Письмо Арапова достаточно оперативно было переправлено в ОТП (Новосибирск), откуда 1 декабря было отправлено и 19 декабря в комендатуру поступило следующее указание:
«Направляем при этом заявление т/п Арапова Михаила Егоровича, ходатайствующего о приеме его в РККА. Сообщите последнему, что дети т/п в РККА не принимаются, потому в просьбе ему отказано»[541]
. Примечательно то, что Михаил Егорович Арапов все-таки оказался в рядах РККА, но уже при совершенно других обстоятельствах, будучи призван на военную службу по мобилизации в июне 1942 г.[542]Влияние начавшейся войны в поведенческой сфере сказалось достаточно быстро. Если в канун войны молодежь стремилась использовать все предоставлявшиеся ей в связи со снятием со спец-учета каналы для социальной мобильности, то 14 ноября 1941 г. руководство ГУЛАГ разослало периферийным органам указание о необходимости активизировать проведение учета трудпоселенческой молодежи в качестве военнообязанных, мотивируя это тем, что молодежь «за последнее время в связи с военными действиями уклоняется от снятия с учета трудссылки во избежание мобилизации»[543]

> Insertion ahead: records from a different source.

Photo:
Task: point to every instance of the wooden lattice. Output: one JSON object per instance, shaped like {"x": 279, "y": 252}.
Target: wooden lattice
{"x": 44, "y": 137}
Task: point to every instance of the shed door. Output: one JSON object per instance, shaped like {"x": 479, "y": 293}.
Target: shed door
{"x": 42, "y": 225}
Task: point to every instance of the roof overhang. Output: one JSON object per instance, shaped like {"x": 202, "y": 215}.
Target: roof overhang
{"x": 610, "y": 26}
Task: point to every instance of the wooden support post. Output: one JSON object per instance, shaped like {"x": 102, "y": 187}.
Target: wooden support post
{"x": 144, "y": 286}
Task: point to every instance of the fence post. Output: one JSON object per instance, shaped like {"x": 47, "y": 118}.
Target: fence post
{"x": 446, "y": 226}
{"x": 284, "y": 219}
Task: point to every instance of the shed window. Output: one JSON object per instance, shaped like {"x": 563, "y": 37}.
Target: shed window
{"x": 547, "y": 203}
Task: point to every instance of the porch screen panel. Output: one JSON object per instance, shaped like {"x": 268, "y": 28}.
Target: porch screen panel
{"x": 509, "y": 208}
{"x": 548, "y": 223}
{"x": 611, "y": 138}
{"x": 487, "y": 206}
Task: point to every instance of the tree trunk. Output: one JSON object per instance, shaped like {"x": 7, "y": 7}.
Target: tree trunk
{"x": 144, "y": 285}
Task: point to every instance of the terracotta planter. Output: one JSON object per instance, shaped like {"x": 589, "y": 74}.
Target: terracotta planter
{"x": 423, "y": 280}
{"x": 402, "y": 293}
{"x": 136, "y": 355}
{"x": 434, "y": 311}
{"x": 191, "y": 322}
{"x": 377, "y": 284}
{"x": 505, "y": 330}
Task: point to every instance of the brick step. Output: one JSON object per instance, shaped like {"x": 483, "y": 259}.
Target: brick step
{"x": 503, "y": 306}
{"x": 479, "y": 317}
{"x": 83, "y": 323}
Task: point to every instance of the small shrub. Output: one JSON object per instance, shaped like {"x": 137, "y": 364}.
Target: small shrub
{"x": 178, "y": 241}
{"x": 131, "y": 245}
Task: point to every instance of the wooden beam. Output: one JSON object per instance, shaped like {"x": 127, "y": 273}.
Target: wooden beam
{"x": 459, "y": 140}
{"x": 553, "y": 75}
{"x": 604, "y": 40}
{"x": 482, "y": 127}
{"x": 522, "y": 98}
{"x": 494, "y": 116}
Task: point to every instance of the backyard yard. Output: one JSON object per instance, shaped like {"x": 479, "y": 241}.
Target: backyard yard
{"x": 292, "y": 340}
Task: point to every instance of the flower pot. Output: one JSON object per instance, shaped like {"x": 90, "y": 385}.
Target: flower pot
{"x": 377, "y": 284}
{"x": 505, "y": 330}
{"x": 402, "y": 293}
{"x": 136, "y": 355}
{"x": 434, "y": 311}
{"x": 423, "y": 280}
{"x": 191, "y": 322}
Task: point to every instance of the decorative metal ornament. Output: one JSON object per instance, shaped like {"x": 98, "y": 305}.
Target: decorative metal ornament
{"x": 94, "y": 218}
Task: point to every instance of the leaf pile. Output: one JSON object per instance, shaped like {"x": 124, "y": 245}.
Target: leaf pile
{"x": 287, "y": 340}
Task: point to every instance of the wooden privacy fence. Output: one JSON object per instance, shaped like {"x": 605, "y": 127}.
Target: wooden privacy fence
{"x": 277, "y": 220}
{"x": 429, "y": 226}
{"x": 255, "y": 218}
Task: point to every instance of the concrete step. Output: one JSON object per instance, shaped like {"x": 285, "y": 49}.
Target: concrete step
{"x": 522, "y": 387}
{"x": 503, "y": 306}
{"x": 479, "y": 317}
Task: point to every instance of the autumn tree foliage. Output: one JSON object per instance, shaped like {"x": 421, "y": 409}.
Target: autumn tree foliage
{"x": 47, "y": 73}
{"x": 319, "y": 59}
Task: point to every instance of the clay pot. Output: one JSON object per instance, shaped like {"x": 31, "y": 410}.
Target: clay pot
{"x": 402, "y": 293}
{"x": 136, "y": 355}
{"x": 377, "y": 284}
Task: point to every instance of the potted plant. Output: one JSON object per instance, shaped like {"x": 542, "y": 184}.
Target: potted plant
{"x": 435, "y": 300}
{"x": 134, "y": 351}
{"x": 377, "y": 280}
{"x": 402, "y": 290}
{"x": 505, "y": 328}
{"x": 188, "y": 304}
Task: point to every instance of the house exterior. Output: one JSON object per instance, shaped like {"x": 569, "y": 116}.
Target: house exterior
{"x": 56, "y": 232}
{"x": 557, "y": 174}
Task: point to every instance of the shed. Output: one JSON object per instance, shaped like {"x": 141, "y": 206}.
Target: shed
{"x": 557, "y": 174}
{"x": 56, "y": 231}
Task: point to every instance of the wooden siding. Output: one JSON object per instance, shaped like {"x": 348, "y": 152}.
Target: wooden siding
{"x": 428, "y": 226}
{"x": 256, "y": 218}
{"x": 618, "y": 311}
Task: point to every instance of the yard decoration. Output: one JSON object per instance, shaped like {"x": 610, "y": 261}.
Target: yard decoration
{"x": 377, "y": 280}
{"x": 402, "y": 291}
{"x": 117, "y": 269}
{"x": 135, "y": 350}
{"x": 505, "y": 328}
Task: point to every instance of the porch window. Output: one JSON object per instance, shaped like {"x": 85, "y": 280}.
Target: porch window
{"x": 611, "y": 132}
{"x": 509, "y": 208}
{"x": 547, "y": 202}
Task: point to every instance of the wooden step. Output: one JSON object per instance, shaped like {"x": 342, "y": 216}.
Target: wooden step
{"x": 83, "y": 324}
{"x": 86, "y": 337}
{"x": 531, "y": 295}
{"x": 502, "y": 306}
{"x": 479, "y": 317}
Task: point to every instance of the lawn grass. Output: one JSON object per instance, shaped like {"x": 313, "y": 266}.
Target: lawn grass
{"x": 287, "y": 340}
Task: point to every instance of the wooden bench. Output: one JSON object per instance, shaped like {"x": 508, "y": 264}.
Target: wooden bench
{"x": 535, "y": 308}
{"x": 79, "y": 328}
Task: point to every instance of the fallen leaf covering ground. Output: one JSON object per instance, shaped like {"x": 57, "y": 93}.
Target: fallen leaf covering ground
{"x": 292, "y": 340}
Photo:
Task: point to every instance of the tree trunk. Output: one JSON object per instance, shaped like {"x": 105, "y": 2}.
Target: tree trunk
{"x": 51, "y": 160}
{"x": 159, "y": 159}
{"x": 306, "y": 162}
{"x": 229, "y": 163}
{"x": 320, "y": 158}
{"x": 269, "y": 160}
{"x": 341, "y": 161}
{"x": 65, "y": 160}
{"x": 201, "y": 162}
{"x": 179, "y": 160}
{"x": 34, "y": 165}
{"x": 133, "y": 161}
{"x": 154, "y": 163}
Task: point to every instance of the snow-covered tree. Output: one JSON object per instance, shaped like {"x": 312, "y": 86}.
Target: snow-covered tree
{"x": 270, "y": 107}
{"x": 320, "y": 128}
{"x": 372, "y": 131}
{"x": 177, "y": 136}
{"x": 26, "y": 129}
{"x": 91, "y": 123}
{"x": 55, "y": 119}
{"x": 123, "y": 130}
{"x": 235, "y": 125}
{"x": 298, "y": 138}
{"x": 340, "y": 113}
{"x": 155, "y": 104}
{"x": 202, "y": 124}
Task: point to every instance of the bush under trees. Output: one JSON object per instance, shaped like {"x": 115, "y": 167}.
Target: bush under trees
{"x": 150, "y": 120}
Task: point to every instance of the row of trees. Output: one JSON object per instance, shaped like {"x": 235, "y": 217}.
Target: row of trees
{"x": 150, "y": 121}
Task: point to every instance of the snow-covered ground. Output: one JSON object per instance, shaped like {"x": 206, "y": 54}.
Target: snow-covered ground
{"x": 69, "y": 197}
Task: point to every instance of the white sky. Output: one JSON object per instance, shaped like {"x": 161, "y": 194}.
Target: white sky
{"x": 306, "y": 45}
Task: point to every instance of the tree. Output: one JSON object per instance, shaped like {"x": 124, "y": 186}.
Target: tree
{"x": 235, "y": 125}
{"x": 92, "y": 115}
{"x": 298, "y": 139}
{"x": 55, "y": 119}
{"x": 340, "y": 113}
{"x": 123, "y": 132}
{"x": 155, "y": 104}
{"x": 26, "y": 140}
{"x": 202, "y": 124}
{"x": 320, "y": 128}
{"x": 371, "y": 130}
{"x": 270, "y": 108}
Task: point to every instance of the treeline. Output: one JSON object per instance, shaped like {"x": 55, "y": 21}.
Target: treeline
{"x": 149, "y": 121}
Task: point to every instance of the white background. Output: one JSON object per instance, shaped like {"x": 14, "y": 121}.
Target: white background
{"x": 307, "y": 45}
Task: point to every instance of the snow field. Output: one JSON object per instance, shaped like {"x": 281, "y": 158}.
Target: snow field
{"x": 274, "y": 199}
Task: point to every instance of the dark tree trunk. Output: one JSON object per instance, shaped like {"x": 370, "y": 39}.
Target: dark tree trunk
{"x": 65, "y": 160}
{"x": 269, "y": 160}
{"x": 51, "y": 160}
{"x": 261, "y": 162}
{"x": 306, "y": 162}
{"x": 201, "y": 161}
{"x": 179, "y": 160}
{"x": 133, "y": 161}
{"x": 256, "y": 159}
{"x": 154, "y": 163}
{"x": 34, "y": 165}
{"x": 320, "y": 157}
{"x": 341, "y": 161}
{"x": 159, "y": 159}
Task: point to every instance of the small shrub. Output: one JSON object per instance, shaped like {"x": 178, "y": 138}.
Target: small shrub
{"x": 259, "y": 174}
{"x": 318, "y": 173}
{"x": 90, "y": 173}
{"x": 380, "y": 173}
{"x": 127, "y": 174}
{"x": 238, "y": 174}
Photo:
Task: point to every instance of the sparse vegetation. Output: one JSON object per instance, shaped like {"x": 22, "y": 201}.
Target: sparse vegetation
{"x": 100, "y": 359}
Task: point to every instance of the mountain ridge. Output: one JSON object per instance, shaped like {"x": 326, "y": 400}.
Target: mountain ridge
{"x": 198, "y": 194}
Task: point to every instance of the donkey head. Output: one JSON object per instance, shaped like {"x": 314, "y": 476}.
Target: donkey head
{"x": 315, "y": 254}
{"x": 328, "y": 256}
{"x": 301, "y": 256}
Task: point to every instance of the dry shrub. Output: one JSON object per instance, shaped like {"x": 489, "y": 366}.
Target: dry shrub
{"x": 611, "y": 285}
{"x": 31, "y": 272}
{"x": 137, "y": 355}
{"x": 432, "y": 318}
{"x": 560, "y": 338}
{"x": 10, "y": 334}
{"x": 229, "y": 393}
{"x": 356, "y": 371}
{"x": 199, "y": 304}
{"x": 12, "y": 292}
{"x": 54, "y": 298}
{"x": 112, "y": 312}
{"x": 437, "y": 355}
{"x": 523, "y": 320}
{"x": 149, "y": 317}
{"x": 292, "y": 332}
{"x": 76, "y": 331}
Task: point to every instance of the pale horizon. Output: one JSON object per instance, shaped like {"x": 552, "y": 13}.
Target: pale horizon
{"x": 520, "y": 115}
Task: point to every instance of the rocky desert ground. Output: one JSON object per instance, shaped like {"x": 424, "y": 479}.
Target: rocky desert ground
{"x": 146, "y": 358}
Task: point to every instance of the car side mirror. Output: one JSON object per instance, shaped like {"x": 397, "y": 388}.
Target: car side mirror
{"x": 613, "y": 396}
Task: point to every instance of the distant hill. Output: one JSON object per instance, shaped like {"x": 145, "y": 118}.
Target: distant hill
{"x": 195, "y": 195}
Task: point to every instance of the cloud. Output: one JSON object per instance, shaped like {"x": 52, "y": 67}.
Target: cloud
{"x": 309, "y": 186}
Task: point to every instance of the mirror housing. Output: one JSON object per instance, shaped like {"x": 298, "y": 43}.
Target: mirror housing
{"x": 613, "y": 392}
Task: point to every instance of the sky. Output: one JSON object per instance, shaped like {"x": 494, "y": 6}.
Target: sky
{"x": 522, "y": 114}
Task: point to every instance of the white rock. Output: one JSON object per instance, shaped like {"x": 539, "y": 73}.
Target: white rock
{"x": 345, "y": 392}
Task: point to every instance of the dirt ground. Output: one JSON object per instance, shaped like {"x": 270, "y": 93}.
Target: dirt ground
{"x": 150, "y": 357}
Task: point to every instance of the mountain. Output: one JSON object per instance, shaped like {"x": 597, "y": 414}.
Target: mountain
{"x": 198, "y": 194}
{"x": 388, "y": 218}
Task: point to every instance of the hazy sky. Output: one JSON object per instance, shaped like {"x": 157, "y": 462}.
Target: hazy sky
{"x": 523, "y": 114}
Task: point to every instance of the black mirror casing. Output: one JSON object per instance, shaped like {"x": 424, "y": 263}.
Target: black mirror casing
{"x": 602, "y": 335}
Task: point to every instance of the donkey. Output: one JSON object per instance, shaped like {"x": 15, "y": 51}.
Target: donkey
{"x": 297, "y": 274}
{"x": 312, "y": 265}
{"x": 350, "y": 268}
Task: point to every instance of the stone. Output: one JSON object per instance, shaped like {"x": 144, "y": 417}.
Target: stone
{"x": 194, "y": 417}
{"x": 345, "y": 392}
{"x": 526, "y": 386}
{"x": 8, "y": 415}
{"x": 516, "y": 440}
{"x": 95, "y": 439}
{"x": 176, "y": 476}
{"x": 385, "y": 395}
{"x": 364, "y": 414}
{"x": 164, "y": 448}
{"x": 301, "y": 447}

. Так, согласно данным ОТСП УНКВД по Новосибирской области, на начало 1941 г. подлежало освобождению и снятию со спецучета 34 442 чел. из числа трудпоселенческой молодежи. В январе — апреле 1941 г. снятие с учета шло достаточно активно (рост с 13 347 до 29 126 чел.). Однако в августе — октябре число снятых с учета лиц выросло всего с 30 515 до 31 589 чел. На 1 ноября 1941 г. в комендатурах Новосибирской обл. еще оставалось около 3 тыс. чел., не подавших заявления о снятии с учета[544].